It took thousands of years before people who had no useful skills realized they could earn money by wearing nice clothes and designing deceptive brochures.
–The Joy of Work by Scott Adams
If the corporate world ran as Scott Adams described it to me (and I’m still convinced it does), the Marketing Department would have to be the most social group in every company. A place where ‘people’ people engage in study groups discussing how their company’s products can make your life fulfilled. This is where social got is legs, where the idea of a conversation with the customer was invented. This is where the consumer is king and their voices are heard. At least, that’s what the marketing textbooks say.

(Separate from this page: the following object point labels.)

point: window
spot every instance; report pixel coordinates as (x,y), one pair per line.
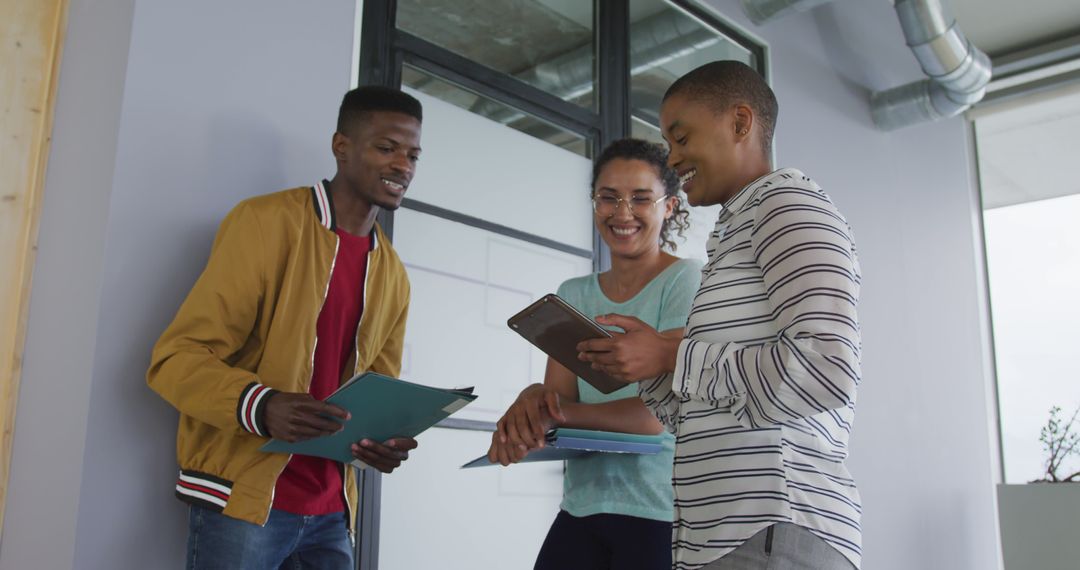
(518,95)
(1033,252)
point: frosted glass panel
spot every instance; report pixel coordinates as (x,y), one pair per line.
(483,168)
(466,283)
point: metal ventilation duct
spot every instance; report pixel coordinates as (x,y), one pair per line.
(958,71)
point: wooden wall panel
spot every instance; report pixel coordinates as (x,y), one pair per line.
(31,37)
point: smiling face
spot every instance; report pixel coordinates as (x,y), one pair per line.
(378,159)
(637,182)
(705,148)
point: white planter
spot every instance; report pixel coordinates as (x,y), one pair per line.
(1040,526)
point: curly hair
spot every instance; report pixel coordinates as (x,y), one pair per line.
(655,155)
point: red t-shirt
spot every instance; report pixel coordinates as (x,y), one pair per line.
(309,485)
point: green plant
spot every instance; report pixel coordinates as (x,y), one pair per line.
(1061,440)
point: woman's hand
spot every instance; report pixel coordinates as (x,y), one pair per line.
(638,353)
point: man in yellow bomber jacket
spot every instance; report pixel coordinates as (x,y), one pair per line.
(301,292)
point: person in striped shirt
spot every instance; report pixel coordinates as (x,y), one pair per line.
(760,391)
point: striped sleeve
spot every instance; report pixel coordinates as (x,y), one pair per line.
(189,364)
(806,254)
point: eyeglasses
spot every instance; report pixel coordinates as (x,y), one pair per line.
(606,205)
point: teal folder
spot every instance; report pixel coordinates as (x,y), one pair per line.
(381,408)
(566,443)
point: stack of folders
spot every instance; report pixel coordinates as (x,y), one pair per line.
(381,408)
(565,443)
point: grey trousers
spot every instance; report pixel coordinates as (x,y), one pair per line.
(791,547)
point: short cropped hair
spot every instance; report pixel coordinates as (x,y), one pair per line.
(363,100)
(724,83)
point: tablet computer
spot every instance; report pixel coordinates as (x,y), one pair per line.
(556,328)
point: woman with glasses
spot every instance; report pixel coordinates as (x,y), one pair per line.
(617,509)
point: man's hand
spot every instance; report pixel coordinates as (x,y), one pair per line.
(298,417)
(537,409)
(639,353)
(505,452)
(385,457)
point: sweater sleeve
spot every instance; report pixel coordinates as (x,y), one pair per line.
(810,272)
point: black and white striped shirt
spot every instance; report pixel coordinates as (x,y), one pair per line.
(763,396)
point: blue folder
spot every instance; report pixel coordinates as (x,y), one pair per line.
(567,443)
(381,408)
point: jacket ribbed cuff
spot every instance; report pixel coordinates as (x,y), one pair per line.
(251,408)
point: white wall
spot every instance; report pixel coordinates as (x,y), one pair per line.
(921,449)
(221,100)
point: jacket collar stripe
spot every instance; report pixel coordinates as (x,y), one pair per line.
(194,483)
(324,206)
(187,486)
(253,404)
(201,496)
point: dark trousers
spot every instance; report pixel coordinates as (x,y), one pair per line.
(602,542)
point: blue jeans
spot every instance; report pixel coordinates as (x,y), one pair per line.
(287,541)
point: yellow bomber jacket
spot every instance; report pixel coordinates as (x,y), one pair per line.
(247,329)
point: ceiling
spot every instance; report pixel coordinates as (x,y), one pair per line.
(1026,149)
(1000,27)
(1025,145)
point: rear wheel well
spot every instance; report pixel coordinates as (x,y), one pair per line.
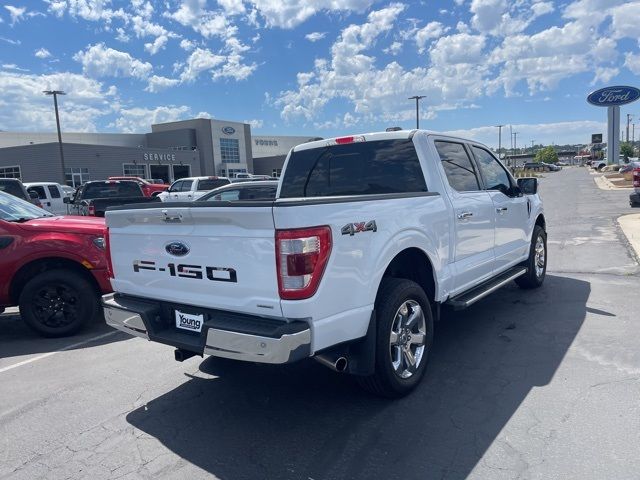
(413,264)
(30,270)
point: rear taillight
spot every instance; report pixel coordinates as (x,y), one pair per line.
(301,257)
(107,251)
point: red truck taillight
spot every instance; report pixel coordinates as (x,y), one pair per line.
(107,251)
(301,257)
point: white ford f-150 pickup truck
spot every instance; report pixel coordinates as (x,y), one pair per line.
(368,236)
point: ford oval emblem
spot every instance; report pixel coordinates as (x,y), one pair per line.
(177,249)
(613,96)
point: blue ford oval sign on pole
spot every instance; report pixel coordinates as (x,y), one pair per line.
(612,98)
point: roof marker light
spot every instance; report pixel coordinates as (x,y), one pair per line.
(345,140)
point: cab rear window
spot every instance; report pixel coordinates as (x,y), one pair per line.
(363,168)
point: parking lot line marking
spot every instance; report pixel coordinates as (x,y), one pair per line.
(68,347)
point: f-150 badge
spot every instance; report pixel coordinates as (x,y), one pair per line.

So why do I get the impression that few people, myself very much included, really understand what Social Media Marketing is all about? Thankfully Ajit Jaokar has an article that has started me on the journey of understanding by framing some of the things I know I don’t understand. I will admit, it took me a couple reads to absorb what Ajit is saying here, but it was worth the effort to get my head around it and to see things from his perspective. Here are some of my takeaways
- Social Media Marketing is not the same thing as Social Media Advertising. The latter is placing ads for the social community while the former is starting a conversation with that community and seeing where it is going. SMM can and will have a SMA element, but SMM is far more ambitious and advanced.
- You can’t translate traditional ideas like CPM into Social Media Marketing, they just don’t apply. You need to find new metrics to judge when you are succeeding and when you are missing your targets.
- The idea that someone could sit on the sidelines and monitor all the little feeds of information in a social graph for a brand, even potentially alter the conversation’s direction, is wicked cool. I wonder how close some of the huge brands like Coke or Nike or Apple are getting to doing just this kind of work.
- A brand can serve the conversation by giving it focus. Three ideas for this are listed as ‘Information’, ‘entertainment’, and ’cause’. I’ve seen all three of these methods used in social advertising and never realized it at the time.
- You could do some amazing things with the right data and a rapid response cycle. Just imagining the short side potential of keeping advertising tied to Social Media’s latest feedback would be enormously effective. Every ad would hit the right message, every campaign would be topical and fresh. I’m sure there would be times when this would backfire, but the upside is enormous.